It’s no secret that digital innovation is reinventing the insurance industry. By effectively leveraging digital innovation, life insurance companies can now reduce customer service costs while simultaneously increasing both customer satisfaction and retention.
Ernst & Young’s (E&Y) recent Global Digital Survey highlights how digital innovation can improve and reinvent the life insurance industry.
Like most companies, insurance companies must adjust their strategies and business models to stay current with the fast pace environment. Failing to adapt risks losing business to competition and providing less than superior service to existing customers.
Insurance companies now have the tools to increase the quality of customer interactions and deepen customer relationships.
In E&Y’s recent survey, the following aspect of the life insurance industry could be enhanced with the help of digital innovation:
Better Understanding of Target Audience
Not all online user experience improvements require significant infrastructure investments. An initial low-cost step could be to gain an understanding of what customers want and use most frequently and make that information readily accessible.
Often, getting the basics of design and messaging right can be just as important as understanding user needs. Legible fonts, clear language, effective layout, efficient use of space and ease of navigation results in a more streamlined online experience.
Responsive Design Across Multiple Devices
Customers expect the same intuitive and streamlined experience from their insurance carrier’s website as they do from their favorite app, search engine or online retailer.
One guiding principle of digital innovation is responsive design, wherein user interfaces are designed to adapt to the size and characteristics of a device’s screen. This optimization of user experiences across device types lets companies prioritize content and services that are relevant to customers at the moment they need them.
For example, users can view bills or pay premiums on the go using a smartphone, and they can enjoy a broader spectrum of capabilities viewing the same website on a desktop browser.
Electronic Signature
E-signature technology can greatly expedite and simplify processes that require customers to sign a form or application.
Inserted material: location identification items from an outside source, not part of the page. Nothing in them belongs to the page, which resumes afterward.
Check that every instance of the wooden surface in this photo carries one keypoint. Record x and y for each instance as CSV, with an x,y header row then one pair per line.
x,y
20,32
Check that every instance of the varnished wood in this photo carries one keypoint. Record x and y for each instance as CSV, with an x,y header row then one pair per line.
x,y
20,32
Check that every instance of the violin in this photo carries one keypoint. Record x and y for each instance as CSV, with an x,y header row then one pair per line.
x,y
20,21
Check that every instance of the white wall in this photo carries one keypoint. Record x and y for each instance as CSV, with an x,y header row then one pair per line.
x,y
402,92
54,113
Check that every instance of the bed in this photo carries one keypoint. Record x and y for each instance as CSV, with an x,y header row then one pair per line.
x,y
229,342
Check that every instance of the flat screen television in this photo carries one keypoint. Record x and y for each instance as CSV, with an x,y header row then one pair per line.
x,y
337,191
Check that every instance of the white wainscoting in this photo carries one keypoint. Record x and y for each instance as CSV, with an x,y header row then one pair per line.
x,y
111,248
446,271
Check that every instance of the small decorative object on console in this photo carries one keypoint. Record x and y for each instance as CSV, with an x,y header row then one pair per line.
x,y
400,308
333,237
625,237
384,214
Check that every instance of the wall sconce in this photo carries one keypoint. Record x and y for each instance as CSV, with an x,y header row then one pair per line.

Digital signatures also saves costs in postage, paper handing and storage, as no physical copy is required.
In addition, e-signature technology has also transformed fraud detection and legal discovery by providing a digital trail and capturing and bronzing identity markers.
Simplify Policy Issuance
Digital technology can transform and simplify policy issuance by harnessing e-delivery methods to transmit all policy documentation, endorsements and disclosures.
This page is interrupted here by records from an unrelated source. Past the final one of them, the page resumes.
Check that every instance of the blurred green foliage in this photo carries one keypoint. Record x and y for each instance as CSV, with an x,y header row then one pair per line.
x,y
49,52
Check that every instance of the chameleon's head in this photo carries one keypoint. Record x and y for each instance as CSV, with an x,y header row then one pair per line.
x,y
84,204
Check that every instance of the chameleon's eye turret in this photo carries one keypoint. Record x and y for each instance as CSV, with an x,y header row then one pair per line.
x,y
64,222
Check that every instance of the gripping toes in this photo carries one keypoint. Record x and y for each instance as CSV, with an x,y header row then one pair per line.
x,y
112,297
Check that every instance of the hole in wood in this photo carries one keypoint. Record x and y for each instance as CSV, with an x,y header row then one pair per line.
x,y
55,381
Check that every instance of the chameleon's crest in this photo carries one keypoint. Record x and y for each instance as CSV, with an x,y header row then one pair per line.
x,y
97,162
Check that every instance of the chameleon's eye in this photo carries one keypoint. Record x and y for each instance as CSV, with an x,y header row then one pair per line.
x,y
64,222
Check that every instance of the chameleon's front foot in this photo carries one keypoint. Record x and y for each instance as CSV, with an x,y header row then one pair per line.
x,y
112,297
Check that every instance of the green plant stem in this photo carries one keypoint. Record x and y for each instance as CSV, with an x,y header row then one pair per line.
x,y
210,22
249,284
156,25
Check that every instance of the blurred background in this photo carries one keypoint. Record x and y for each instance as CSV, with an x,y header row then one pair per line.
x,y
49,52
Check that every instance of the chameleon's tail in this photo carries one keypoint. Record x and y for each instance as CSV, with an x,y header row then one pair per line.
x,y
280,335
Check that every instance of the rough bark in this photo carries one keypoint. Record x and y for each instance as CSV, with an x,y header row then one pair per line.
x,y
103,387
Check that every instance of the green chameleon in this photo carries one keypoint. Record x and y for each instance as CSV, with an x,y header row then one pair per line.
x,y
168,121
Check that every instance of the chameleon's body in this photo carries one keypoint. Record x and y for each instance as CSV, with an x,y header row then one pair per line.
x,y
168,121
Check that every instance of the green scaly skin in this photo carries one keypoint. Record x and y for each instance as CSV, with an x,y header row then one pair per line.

Data analytics can provide targeted messaging to the customer. Engine technology and electronic content repositories ensure that only the latest revisions and editions of forms and artifacts are used.
Wearable Technology to Upgrade Underwriting Process
Life insurance companies could leverage data compiled from wearable technology, such as smart watchers or fitness trackers, to better detect a customer’s physical health.
Carriers could move away from broader historical rate models and integrate user-specific data to develop more accurate underwriting models and potentially customized premiums.
For example, the AIA Group Limited in Asia has begun offering its customers a wellness program called Vitality, which provides rewards points or premium discounts for improving behaviors, such as quitting smoking, increasing physical activity and adopting healthy eating habits.
Convenient Billing and Payment System
Life insurance companies made progress over a decade ago by adding online options to pay via credit card or by direct deposit, but they haven’t been adopted as much as expected. Many companies still send physical check, which isn’t the best practice for payments in other industries.
Customers increasingly expect more streamlined payments capabilities using their credit cards and mobile devices.
Reduce Policy Lapse Rates
With the traditional policy deliver approach, late premium payment notices were sent out via postal mail indicating payments should be sent immediately.
An intermediate digital capability may be an email to the client with a link to log into his or her account and a make payment online.
An even more advanced process could evolve a QR code to a mobile URL that can open a link, for customers that have accepted e-delivery. A text with a link to open the corresponding app on the device facilitates the payment with as few taps as possible.
Self-service Functionality
Self-service functionalities can switch customers from higher-cost channels such as phone centers and in-person meetings with advisers. Ideally, self-service transactions would be available across mobile and handheld platforms with special attention paid to whether the transaction lends itself to completion on smaller devices.
Enabling shortcuts, hotkeys, QR codes and optical character recognition would help streamline the mobile experience even more.
The biggest takeaway from E&Y’s survey is that carriers must accept that customer expectations for digital interactions are changing and they must respond by developing strategies that keep pace. From adaptive design and cross-device portability to data analytics and payment innovations, insurance companies have a range of digital tools available to increase the quality of client interactions, deepen customer relationships and drive operational efficiencies across the insurance value chain.
Transitioning to the digital world also requires carriers to rethink their product offerings, with an eye towards simplification, flexibility and transparency to drive growth and enable retention.